As with most films involving time travel, rules and guidelines have to be developed early on. As long as the film stays within those boundaries the audience will remain oriented. Oftentimes such films break their own definitions of time travel somewhere along the course, and by the end of it the audience is completely bewildered. While Deja Vu certainly has its faults when subjected to the ever frequent over-analyzation of critics, it manages to hold your interest, conjure up scenes of astonishing action, and acceptably resolve, for the most part, intact.

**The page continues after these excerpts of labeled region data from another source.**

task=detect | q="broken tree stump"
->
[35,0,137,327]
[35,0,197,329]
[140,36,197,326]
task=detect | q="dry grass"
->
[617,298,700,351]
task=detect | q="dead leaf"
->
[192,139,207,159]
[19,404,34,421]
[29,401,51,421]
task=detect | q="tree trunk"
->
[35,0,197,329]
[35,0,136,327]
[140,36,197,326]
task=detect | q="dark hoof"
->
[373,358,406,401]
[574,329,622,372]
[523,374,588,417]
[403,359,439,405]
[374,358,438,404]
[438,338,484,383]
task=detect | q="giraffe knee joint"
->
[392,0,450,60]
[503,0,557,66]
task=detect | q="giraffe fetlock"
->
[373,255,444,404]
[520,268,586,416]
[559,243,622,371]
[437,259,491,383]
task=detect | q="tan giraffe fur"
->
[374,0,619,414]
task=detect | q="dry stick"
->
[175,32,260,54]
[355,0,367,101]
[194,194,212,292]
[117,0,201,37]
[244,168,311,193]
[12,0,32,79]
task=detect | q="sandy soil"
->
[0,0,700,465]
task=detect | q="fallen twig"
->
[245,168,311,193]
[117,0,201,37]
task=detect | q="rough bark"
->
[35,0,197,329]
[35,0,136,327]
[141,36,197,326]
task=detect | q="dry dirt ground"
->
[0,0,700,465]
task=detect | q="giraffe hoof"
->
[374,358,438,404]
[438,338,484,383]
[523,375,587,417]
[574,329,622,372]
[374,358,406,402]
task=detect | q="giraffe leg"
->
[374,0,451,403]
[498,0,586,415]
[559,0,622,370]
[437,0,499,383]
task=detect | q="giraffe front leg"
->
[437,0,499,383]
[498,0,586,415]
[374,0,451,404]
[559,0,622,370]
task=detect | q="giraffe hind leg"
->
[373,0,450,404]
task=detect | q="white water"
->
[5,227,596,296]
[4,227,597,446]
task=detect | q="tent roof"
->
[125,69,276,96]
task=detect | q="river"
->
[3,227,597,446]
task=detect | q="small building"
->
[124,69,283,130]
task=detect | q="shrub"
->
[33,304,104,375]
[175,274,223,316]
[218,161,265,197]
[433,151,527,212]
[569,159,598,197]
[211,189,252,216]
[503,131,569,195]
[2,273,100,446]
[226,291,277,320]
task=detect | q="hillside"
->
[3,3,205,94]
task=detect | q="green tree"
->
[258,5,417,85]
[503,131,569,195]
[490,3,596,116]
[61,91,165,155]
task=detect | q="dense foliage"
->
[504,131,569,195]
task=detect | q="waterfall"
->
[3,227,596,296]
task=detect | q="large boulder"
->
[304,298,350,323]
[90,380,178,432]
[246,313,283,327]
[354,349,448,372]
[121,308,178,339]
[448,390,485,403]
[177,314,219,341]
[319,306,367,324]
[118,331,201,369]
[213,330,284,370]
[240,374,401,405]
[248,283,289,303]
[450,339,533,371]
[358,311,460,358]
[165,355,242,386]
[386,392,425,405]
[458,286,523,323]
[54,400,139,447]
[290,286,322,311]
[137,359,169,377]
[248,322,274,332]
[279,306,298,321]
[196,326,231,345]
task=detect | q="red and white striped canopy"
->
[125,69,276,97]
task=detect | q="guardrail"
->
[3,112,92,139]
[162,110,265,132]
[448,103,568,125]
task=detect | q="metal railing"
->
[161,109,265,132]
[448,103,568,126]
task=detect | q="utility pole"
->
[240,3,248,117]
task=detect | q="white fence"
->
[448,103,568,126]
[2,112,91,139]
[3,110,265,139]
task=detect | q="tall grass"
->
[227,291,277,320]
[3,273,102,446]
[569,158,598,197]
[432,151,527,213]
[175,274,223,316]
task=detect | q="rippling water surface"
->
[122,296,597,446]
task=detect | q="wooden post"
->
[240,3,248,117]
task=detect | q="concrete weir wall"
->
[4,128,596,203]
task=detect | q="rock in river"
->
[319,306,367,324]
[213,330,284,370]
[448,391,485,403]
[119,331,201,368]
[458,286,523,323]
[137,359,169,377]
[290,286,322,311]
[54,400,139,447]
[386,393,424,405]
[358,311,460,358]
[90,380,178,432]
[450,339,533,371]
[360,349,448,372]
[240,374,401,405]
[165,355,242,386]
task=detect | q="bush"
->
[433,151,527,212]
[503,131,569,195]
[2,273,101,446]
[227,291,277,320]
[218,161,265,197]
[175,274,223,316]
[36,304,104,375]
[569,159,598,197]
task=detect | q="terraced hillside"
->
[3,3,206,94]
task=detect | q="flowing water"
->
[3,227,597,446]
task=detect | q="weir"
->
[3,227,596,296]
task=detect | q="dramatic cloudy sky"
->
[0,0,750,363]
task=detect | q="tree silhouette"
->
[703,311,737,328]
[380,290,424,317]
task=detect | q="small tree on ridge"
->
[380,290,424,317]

ATF agent Doug Carlin (Denzel Washington) is called in to investigate a terrorist bombing of a New Orleans ferry. He is recruited by Agent Pryzwarra (Val Kilmer) to view satellite footage of a murder victim, Claire Kuchever (Paula Patton) who is mysteriously linked to the terrorist attack. As he watches footage from four days prior to the explosion, he uncovers a mind-blowing way to interfere with events in the past, and possibly save hundreds of lives, including Claire’s.

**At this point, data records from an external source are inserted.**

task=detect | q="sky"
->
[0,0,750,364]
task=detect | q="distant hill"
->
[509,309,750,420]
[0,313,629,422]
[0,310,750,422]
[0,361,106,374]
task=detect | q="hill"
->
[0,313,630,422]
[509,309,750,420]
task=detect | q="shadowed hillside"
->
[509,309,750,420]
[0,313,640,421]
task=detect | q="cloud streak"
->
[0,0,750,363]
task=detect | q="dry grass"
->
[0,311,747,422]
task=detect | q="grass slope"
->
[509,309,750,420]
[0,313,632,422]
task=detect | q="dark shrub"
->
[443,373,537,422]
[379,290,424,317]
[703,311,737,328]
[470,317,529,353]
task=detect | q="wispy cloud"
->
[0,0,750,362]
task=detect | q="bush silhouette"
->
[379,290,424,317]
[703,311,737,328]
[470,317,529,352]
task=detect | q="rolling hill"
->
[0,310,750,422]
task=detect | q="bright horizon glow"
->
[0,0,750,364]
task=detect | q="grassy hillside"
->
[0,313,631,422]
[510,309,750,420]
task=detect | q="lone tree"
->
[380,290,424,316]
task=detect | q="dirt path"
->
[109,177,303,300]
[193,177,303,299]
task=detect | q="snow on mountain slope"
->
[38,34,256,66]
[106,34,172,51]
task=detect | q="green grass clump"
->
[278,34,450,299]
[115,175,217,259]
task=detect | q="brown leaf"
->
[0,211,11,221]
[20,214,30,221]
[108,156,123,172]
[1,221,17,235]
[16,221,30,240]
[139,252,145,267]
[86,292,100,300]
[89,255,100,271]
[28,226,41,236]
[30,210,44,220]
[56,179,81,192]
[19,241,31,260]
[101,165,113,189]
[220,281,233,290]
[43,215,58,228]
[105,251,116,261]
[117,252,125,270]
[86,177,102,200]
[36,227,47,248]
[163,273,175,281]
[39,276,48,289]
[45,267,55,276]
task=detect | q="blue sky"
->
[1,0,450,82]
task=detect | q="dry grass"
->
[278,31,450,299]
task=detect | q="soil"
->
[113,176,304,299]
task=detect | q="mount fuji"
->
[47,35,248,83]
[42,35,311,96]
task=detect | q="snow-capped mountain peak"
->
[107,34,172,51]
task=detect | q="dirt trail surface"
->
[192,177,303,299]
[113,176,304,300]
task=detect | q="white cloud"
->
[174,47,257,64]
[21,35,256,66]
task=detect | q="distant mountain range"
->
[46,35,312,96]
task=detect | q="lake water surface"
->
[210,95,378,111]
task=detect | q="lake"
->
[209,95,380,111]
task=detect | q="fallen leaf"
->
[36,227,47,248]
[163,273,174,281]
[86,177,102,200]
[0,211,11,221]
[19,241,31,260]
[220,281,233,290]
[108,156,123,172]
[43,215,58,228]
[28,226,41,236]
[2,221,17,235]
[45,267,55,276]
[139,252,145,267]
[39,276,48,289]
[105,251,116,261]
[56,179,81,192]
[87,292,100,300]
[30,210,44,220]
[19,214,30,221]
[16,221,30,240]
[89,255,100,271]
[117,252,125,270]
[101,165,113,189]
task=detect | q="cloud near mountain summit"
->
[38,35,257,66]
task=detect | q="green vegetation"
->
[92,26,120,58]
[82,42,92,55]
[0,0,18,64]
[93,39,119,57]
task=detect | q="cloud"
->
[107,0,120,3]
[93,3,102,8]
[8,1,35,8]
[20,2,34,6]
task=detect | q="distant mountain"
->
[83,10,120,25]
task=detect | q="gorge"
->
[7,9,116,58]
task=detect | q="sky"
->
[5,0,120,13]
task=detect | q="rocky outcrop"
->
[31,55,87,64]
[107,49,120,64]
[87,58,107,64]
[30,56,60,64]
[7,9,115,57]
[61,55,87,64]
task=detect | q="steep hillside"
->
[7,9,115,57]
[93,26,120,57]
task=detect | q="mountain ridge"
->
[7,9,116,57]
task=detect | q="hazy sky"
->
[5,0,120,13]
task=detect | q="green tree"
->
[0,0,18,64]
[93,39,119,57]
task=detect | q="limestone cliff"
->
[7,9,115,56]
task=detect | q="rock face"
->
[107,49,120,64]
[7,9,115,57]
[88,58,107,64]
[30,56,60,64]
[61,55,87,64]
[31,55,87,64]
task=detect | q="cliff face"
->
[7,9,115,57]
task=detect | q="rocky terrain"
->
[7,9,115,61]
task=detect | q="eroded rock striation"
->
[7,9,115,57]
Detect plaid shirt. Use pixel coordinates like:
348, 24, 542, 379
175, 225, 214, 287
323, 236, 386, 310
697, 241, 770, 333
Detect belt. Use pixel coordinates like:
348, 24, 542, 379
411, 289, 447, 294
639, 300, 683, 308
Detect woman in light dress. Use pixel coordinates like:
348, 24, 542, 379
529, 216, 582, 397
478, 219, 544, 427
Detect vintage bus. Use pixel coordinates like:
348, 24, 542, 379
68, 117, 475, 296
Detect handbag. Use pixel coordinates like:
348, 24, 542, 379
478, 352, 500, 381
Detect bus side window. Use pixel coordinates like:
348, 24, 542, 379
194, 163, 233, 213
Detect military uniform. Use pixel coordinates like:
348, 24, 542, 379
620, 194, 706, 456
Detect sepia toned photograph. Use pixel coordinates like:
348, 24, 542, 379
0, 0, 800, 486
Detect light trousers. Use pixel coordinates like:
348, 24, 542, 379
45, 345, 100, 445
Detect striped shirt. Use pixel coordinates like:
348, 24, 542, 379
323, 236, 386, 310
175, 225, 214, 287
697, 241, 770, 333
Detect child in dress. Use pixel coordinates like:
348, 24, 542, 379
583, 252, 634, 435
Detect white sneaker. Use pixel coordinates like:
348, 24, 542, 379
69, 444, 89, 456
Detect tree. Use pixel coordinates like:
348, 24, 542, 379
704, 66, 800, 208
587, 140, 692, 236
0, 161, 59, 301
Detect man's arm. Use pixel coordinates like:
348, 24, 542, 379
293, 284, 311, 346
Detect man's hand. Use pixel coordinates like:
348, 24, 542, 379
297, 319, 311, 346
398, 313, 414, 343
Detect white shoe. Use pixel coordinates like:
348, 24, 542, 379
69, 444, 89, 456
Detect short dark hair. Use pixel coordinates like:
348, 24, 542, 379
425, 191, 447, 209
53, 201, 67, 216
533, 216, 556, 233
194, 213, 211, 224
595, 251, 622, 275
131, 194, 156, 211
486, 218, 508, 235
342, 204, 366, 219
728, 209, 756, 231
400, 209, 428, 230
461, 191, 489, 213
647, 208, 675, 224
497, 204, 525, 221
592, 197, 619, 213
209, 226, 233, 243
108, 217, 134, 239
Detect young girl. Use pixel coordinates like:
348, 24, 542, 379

Too often highly entertaining films are scrutinized for plot continuity and loopholes after the film is finished being viewed, which dissuades audiences from simply enjoying the movie for what it is. This largely unnecessary tradition hurts the general consensus on numerous films, especially those involving highly controversial topics such as time travel. While watching Deja Vu I was enthralled, intrigued and anxious to find out what happened next; which is all that I had hoped for based on the previews. Having defined its rules of time travel towards the middle of the film, it remains careful not to cross those boundaries. Regrettably, you must completely eradicate any pre-existing notions you have about the subject, or you’ll find yourself questioning the events onscreen. Back to the Future, Terminator and 12 Monkeys are but a few of the more notable time travel films that create their own theories and endeavor to abide by them; while watching any subsequent time travel film, assuming anything can be ultimately confusing.

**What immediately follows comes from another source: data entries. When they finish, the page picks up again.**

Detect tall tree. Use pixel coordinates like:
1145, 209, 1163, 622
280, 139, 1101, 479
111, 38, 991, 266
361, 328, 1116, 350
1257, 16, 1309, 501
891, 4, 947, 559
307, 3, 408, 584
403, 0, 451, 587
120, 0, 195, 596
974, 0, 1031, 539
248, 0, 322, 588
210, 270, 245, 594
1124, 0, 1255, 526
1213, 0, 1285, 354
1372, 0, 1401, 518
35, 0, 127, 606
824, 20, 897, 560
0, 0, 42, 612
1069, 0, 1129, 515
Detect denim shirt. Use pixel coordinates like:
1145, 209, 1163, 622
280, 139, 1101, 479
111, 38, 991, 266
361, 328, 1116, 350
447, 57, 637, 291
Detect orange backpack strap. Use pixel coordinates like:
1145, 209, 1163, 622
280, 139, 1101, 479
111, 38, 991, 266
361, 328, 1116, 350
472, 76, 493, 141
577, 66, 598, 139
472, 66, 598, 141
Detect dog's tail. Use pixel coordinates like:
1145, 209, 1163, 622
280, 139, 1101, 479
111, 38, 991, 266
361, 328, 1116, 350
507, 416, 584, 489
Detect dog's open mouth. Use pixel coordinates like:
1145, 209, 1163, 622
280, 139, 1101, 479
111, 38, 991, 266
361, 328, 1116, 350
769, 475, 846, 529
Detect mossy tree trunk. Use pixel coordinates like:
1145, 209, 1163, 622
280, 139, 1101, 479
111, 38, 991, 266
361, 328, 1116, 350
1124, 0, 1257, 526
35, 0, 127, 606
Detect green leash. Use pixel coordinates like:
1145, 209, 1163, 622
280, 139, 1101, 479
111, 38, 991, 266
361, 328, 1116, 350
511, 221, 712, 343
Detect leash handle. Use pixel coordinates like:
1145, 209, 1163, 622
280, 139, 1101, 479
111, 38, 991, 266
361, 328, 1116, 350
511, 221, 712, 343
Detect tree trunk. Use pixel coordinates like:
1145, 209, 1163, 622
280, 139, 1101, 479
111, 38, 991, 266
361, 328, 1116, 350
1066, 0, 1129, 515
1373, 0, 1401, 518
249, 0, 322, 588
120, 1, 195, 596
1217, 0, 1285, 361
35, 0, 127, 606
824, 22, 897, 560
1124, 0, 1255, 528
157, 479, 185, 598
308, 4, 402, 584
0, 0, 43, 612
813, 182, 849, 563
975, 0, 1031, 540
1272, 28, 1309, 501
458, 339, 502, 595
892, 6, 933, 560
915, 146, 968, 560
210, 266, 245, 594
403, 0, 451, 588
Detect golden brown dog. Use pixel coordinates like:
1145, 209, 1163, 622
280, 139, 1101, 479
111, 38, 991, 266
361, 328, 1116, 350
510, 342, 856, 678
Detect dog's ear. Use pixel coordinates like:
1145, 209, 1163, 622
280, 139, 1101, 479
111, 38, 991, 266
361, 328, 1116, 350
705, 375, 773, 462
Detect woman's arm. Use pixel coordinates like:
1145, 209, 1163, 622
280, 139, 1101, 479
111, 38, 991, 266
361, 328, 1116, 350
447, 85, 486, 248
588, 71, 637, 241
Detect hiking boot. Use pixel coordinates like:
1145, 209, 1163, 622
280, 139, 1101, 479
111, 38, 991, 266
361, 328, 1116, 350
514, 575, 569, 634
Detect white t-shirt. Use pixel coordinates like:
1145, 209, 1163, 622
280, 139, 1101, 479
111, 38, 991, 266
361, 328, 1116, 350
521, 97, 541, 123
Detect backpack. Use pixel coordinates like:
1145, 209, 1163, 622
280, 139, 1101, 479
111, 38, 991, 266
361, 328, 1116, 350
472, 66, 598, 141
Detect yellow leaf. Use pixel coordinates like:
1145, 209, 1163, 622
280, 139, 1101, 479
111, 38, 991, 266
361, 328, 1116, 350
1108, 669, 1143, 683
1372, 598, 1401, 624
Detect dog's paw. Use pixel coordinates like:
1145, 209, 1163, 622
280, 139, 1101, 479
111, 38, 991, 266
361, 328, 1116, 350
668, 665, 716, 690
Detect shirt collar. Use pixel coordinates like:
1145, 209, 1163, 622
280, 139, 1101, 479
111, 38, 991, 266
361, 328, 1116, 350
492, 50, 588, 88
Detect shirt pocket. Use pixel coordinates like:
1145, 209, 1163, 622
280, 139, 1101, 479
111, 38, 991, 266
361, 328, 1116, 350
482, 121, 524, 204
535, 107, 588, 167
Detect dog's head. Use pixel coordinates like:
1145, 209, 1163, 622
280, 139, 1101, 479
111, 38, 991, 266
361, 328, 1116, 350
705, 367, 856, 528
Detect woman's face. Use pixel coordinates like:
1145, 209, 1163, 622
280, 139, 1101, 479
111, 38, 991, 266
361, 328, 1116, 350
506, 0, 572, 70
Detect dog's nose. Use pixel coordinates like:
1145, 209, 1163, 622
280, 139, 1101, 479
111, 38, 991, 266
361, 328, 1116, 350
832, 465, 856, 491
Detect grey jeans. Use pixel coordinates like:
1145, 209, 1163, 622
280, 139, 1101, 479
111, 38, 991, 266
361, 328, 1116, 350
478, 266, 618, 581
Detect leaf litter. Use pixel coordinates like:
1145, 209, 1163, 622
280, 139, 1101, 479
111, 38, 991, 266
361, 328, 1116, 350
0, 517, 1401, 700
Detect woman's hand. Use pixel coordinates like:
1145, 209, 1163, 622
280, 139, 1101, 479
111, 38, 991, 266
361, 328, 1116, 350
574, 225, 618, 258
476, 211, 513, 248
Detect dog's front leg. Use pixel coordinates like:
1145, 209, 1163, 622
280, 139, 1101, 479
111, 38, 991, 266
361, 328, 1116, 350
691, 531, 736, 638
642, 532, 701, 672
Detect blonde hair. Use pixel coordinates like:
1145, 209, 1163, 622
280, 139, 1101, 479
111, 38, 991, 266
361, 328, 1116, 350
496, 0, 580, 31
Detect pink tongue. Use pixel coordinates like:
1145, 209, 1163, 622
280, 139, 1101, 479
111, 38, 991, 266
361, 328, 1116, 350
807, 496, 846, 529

Perhaps the most compelling attribute of Deja Vu is its presentation of defining the space time continuum. As Tony Scott mentioned in a recent interview, he wanted the film to be interpreted as “science-fact” as opposed to science-fiction, in that the explanations are so close to what has been scientifically experimented with, that it’s not so preposterously far-fetched. But adhering to Denzel’s reaction upon hearing the explanation, I imagine audiences will assume that it’s all just scientific jargon. Films like Back to the Future show that time is a single line that can be manipulated along a point, thereby changing future events. Deja Vu, however, follows the theory that there are several timelines all in coexistence, and that they never intersect. While one scientist attempts to explain this to Carlin, she draws a picture of a single line that branches off into several possible futures. The irony is that her theory directly conflicts with what actually happens in the film. Deja Vu is marketed through its trailers and TV spots as an action thriller, and somehow the subject of time-travel is left out, which will undoubtedly catch some viewers off guard. When a film introduces its setting in a futuristic display, it’s easier for audiences to accept the fictitious world and the fantastical events that take place. But when a film such as this introduces itself in a present day setting and then abruptly throws a formidable science-fiction element into the scheme, audiences may have an arduous time suspending their disbelief.
Denzel once again is entertaining to watch, as is the somewhat flamboyant Val Kilmer. In an ironic turn, Jim Caviezel plays the antagonist, a terrorist bomber, which is an extreme opposite to Caviezel’s previous character from The Passion of the Christ (which of course was Christ). And newcomer Paula Patton also delivers a commendable performance, adding some tangibility to the outlandish plot. Exceptional action scenes add considerable excitement to the film, and a unique chase scene involving a Hummer driving the wrong way down a highway while Doug watches both the present and the past is unequalled in awe-inspiring moments.
Remember to observe as much as you can early on, because it inevitably plays a role toward the end of the film. And also remember to keep things simple, and avoid overanalyzing the undeniable loopholes that become apparent after discussing it with your friends. If you do that, the fierce action, affecting drama, and interweaving story will keep you strapped to your seat all the way to the triumphant conclusion. If you do that, the fierce action, affecting drama, and interweaving story will keep you strapped to your seat all the way to the triumphant conclusion.